An Islington historian visited the grave of his ancestor in France on the day he died in action 100 years ago. Mark Aston, local history manager at Islington Council, took a trip to the northern France town of Amiens this week to visit the gravestone of Edwin Harold Struebig, his paternal grandmother’s cousin from Highbury, who died at the Battle of Amiens.

“I wanted to pay my respects so I went on a bit of a personal pilgrimage to do that,” says Mark. “He was killed on the first day of the Battle of Amiens. It was very moving. I had a lump in my throat when I entered the cemetery and when I found his gravestone I felt quite emotional. I am usually quite stoic about servicemen during the war but when it is personal, I can’t help but feel moved by the whole thing.”

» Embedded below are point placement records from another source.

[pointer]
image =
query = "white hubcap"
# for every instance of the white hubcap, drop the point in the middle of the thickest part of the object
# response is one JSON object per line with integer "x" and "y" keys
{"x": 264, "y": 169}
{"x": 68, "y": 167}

Prime minister Theresa May and Prince William were also in at Amiens on Wednesday for commemorations at the cathedral marking the centenary of the Battle of Amiens, a turning point in the First World War, where forces from Australia, Canada and France also fought.
Edwin Struebig was 24 when he was killed in action on August 8, 1918. He had lived Spencer Street, Clerkenwell, Battledean Road and Florence Street in Islington, and worked for the Post Office locally before joining up with the army in 1915.

“Knowing the family background was touching,” says Mark. “He was of German ancestry – my twice great-grandfather came over from Prussia to Clerkenwell. During the First World War there was a lot of anti-German feeling. There were riots and looting in Islington. Yet Edwin won a military medal, was reassigned for officer training and became second lieutenant.”

The gravestone of Edwin Struebig is in a cemetery just outside of Amiens where 2,100 servicemen are buried, more than 600 of whom are unidentified.

“I have been working on gathering research on the First World War in Islington over the commemorative period 1914-18 so I have been planning for a long time to go along and pay respects,” says Mark. “But I have also been filling in the gaps of what Islington had been doing on the Western Front and beyond.”

Part of Edwin’s story will be told in an exhibition coming to Islington Museum in October.

Mark would like to get in touch with any members of the Struebig family: “I haven’t got a picture of Edwin and it would be good to put a face to the story of him and his German ancestry,” he says.